Microvisk Ltd
- Company type: Private company
- Industry: Point-of-care testing
- Founded: 2006; 20 years ago
- Founder: John Curtis
- Headquarters: Worminghall, United Kingdom
- Products: MEMS and coagulation devices
- Number of employees: 40 (2011)
- Website: www.microvisk.com

= Microvisk =

British medical device manufacturer

Microvisk is British a medical device company based in Oxfordshire that produces coagulant monitoring devices. Its main product is a microviscometer to perform the prothrombin time test, which measures how long it takes blood to clot.

It was a member of the Welsh Optoelectronics Forum – a group of companies specialising in optoelectronics which developed out of Pilkington’s glass manufacturing operations.

== History ==
The company was spun out of the UK’s Science and Technology Facilities Council in 2004, with initial backing from public Rainbow Seed Fund. It was funded through a mixture of private and venture capital investors, and established collaboration with the Royal Liverpool and Broadgreen University Hospitals NHS Trust. The UK clinical trials were facilitated by Trustech - part of the NHS Institute for Innovation and Improvement’s network of hubs across England.

Initially the site at St Asaph, North Wales handled sales and shipping, overall project management, clinical chemistry, data analysis, component production and administration. Research into sensors and micro-electromechanical technology was conducted at the site at Chipping Warden, Oxfordshire, along with sensor and electronics development. It developed a MEMs based microviscometer for the prothrombin time test.

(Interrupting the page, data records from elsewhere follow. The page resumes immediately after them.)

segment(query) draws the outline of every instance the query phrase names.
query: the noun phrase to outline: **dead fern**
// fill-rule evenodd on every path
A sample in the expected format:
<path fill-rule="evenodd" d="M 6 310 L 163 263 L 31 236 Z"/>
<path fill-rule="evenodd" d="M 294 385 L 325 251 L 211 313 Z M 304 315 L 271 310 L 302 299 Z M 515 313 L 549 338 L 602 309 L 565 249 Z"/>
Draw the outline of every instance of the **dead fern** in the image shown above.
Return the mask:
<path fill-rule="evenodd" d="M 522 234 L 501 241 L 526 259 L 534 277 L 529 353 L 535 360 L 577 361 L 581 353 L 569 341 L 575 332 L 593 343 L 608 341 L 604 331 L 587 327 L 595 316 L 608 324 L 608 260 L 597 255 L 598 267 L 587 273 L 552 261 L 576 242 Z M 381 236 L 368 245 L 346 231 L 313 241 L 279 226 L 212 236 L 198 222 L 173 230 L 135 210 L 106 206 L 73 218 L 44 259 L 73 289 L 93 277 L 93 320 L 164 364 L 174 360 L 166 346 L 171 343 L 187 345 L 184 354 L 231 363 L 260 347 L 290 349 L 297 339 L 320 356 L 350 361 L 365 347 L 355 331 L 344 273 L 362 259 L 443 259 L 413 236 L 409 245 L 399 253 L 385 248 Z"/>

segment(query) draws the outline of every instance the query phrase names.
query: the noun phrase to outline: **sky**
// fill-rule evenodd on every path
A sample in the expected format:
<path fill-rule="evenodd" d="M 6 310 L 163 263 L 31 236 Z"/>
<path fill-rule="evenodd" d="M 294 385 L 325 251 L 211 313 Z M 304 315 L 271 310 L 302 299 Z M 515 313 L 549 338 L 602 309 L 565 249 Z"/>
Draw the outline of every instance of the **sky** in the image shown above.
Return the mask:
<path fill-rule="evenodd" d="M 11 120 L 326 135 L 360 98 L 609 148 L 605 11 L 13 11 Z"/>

In 2006 the company expanded its premises and undertook a clinical trial with the Royal London Hospital, which gave excellent results in comparison with a universally recognised laboratory-based industry standard. Initial research was carried out at the Rutherford Appleton Laboratory in Oxfordshire.

In 2008 the company increased staff levels and moved to a new facility with custom-built laboratories and additional office space, allowing future expansion. The company changed management in 2016 and moved to a new facility in Oxford in 2018 and moved its administration to Worminghall.

== Products ==
The company's main product is the CoagMax, a point of care INR monitor for home and professional use.